Domestic concerns overdone

In contrast, many UK domestic earners appear to have beaten expectations, providing the catalyst for a valuation re-rating from very modest levels. Many of these, such as housebuilders, construction companies and lenders, were deeply unloved immediately after the EU referendum. However, initial fears of a sharp drop in UK economic activity appear misplaced - most economists were predicting an immediate collapse into recession in the third quarter of 2016. This is now looking far-fetched. Consumer sentiment remains benign and household cashflows look set to be supported by the strong labour market, wage growth, higher personal allowances and lower interest payments. This should largely offset higher import prices. Against this backdrop, the savage de-rating of domestic-earning stocks looks overdone.

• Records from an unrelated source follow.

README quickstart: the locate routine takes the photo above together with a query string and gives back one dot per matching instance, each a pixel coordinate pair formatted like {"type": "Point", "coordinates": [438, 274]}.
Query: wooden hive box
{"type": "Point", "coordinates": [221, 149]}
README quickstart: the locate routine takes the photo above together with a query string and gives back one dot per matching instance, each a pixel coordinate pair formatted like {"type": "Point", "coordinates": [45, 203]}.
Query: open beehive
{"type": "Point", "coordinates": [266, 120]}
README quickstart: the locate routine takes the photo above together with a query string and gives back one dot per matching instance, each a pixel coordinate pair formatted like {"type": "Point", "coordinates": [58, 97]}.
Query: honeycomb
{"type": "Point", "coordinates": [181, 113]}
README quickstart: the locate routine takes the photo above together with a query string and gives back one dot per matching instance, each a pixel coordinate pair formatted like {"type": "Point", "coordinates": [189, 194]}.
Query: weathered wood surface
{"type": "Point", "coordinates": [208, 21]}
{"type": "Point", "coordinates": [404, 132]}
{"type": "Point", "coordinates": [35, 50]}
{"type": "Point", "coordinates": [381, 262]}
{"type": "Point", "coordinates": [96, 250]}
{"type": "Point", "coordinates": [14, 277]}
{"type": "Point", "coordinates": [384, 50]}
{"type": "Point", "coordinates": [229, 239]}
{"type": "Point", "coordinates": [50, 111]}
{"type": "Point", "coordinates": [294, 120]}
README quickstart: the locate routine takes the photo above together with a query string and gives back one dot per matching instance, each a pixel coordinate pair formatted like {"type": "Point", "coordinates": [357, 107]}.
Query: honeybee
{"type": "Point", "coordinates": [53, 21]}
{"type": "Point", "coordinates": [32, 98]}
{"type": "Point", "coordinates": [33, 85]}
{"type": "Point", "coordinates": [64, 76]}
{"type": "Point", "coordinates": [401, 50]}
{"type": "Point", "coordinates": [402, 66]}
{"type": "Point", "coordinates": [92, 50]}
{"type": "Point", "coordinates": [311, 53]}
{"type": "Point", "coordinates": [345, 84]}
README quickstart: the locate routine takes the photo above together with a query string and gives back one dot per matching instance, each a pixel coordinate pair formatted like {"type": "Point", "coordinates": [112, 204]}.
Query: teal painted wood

The severity of the move underlines investors had been positioned too bearishly towards financials, cyclicals and UK domestic-earners, and too bullishly towards defensive bond proxies and overseas earners. Arguably these have been the ultimate macro-driven markets. Our approach in such markets is to stick to our process - using our resources to identify underappreciated stocks with the potential to deliver double-digit dividend and capital growth, rather than trying to second-guess swings in macro sentiment.

While macro drivers can be important influencers of share prices in the short term, they cannot disguise underlying fundamentals over the medium term. Ultimately, share prices will be driven by the trajectory of cashflows and dividends, providing an opportunity for investors who remain focused on corporate fundamentals.